A survey of the cellular binding partners of LEDGF could reveal its role in biological processes. Therefore, we used MS/MS to identify cellular proteins from nuclear extracts of HEK293T cells that interacted with GST-LEDGF/p75 or GST-LEDGF/p52. A total of 285 and 293 proteins were detected in the GST-LEDGF/p75 and GST-LEDGF/p52 samples, respectively, that were not present in GST control fractions. To characterize the interacting partners, the biological processes of the proteins were assigned using the UniProt ID mapping tool. One-hundred-ninety-two proteins had at least one identified biological process in each of the GST-LEDGF/p75 and GST-LEDGF/p52 samples. The most represented biological process in the LEDGF/p75 data set was mRNA processing (80 protein hits), and the second most abundant group was the 68 proteins that are involved in transcription (Supplemental Fig. S9). Of the LEDGF/p52-binding partners, 80 proteins are involved in transcription, and 79 proteins are involved in mRNA processing (Supplemental Fig. S10). These findings strongly suggest a role for LEDGF in mRNA processing and transcription.
To help determine which of the proteins identified in the LEDGF/p75 and LEDGF/p52 data sets are involved in mRNA processing, the proteins were cross-referenced against the Spliceosome Database (http://spliceosomedb.ucsc.edu), which identified a large number of splicing factors (Table 2). The vast majority of the splicing factors that were detected were found in both the LEDGF/p75 and LEDGF/p52 samples; however, the splicing factors DDX5 and SNRPA were found only in the LEDGF/p75 data set. Two proteins, KMT2B and Men1, which are known to interact selectively with LEDGF/p75 but not with LEDGF/p52, yielded total spectrum counts of 26 and seven, respectively, in the LEDGF/p75 data set, whereas both proteins had a count of zero for GST and GST-LEDGF/p52 (data not shown).
Table 2.
Our MS data showed that both GST-LEDGF/p75 and GST-LEDGF/p52 can interact with a number of cellular proteins that play a role in splicing. Because there were high spectral counts and because of the previous report of interactions with LEDGF/p52, we tested SRSF1, SF3B2, and hnRNP M for their ability to interact with both LEDGF isoforms in affinity pull-down experiments. The results showed that all three proteins (SRSF1, SF3B2, and hnRNP M) bind to LEDGF/p75 and LEDGF/p52 (Fig. 3).

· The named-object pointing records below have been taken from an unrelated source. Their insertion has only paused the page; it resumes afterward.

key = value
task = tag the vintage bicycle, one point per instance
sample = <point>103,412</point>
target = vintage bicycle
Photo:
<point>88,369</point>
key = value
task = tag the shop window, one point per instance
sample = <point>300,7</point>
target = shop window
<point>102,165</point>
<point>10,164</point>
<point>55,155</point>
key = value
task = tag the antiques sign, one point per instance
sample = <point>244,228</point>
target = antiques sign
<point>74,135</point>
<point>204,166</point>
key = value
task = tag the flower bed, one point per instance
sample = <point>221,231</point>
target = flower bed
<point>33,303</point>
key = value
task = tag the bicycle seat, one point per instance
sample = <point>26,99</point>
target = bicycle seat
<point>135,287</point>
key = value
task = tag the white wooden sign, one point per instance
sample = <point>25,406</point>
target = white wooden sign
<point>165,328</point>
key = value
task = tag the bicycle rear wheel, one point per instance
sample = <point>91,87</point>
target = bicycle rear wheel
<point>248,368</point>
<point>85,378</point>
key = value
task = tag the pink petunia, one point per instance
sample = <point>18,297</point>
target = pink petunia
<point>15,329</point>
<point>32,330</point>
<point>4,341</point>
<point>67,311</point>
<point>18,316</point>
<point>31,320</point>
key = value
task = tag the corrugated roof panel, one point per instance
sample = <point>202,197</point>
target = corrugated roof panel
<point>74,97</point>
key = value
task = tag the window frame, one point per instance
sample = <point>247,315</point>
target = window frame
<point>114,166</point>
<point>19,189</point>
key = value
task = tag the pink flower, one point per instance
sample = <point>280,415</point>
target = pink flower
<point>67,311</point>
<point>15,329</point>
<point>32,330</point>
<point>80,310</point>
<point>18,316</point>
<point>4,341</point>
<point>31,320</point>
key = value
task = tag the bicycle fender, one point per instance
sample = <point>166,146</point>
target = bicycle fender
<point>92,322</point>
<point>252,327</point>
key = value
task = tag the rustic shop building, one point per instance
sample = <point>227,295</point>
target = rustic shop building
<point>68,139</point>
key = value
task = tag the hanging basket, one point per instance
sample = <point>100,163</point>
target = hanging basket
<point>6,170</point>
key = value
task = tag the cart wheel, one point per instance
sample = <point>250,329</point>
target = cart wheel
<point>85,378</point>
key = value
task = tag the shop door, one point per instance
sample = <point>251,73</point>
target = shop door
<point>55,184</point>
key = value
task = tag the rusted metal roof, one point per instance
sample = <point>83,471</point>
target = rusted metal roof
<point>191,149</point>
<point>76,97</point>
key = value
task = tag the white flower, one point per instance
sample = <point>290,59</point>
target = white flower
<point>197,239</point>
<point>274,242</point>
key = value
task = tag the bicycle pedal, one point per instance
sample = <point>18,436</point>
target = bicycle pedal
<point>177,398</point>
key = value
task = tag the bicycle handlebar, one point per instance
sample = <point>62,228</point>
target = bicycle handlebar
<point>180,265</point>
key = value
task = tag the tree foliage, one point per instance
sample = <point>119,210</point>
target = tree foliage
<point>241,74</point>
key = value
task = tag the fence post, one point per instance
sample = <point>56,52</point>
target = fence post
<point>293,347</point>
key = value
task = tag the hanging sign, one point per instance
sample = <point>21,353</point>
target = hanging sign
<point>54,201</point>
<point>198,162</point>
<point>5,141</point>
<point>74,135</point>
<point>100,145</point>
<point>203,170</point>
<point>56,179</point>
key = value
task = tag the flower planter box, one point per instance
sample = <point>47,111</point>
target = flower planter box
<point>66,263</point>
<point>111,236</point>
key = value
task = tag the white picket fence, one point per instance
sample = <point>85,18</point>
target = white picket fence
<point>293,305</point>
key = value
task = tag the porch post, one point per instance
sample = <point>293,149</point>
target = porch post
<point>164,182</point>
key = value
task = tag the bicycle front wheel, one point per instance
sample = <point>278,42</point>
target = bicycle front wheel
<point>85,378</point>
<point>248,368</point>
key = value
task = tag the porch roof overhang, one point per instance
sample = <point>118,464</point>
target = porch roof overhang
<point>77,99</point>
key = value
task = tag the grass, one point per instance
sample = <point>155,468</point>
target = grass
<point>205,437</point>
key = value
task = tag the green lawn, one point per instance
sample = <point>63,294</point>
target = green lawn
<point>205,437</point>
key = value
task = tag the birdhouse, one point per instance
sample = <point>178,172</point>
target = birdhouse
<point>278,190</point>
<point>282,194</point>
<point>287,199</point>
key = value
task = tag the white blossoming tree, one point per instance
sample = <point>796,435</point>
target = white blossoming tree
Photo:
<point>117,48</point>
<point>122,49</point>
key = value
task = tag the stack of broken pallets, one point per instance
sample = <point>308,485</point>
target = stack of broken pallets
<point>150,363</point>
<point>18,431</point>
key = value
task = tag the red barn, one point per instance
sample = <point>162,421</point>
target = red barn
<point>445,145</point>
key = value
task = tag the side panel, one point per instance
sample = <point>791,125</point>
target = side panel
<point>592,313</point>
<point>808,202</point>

Deletion of the IBD of LEDGF/75 caused substantial changes in splicing patterns
Deletion of PSIP1, the gene encoding LEDGF in MEF cells, was previously reported to cause changes in splicing patterns. The absence of LEDGF was shown to alter inclusion of alternative exons in 90 genes (Pradeepa et al. 2012), and the changes in the splicing patterns of these genes were attributed to the loss of the LEDGF/p52 isoform. To test the role of LEDGF/p75 in splicing, we performed RNA-seq on HEK293T cells that were altered with TALEN endonucleases to express LEDGF/p52 and a truncated form of LEDGF/p75 that lacked the IBD (Fadel et al. 2014). We also analyzed a line of HEK293T cells that had been modified by a TALEN-generated deletion so that it lacked both LEDGF/p75 and LEDGF/p52. For each cell line, four independent RNA samples were subjected to RNA-seq analysis, and the data were used to quantitate statistically significant differences in the amounts of spliced RNAs in the cells. The analysis included ∼11,000 transcription units that produced two or more spliced mRNA products. When the RNA from the wild-type HEK293T cells was compared with RNA from cells with a complete deletion of PSIP1, which encodes both LEDGF/p75 and LEDGF/p52, there were significant changes in the ratio of spliced products of 4305 transcription units (Table 3, Bayes factor >20). Analysis of the RNA species expressed by cells that produce LEDGF lacking the IBD showed that there were significant changes in spliced products of 5139 genes (Table 3, Bayes factor >20). These results show that LEDGF/p75 and the IBD contribute significantly to the pattern of alternative splicing. The changes in alternative splicing seen in cells lacking the entire LEDGF protein verses just the IBD were very similar, indicating that, in the absence of an intact LEDGF/p75, LEDGF/p52 alone had little effect on the pattern of alternate splicing (Table 3, IBD vs. LEDGF).
Table 3.
Intron density of transcription units is the strongest predictor of integration
To evaluate which features of transcription units best predict the level of integration, we developed regression models using factors previously shown to correlate with integration in genome-wide analyses (Schroder et al. 2002; Berry et al. 2006; Wang et al. 2007; Craigie and Bushman 2012). For each of the 21,188 transcription units analyzed, we tabulated values for intron density, histone H3K4 trimethylation (H3K4me3), transcription level (FPKM [fragments per kilobase per million mapped fragments]), DNase I cleavage sites, and percent GC base pairs. The transcription units were grouped into sets of 100 based on integration density, and, for each group of transcription units, the values of each factor were averaged. Natural log values for FPKM, DNase I sites, and integration density were used because this resulted in higher correlations. An examination of each factor against the log(integration density) showed virtually no correlation of the integration density with the percent GC content (Supplemental Material). A weak, negative correlation was observed with log(DNAse1) (r = −0.387), and strong correlations were obtained for log(FPKM) (r = 0.808) and histone H3 trimethylation (r = 0.886), a histone modification that is strongly associated with the level of gene expression. The strongest correlation was with intron density (r = 0.903). This means that there is a strong linear relationship between intron density and log(integrations density), and therefore it is the best single predictor of integration density in transcription units.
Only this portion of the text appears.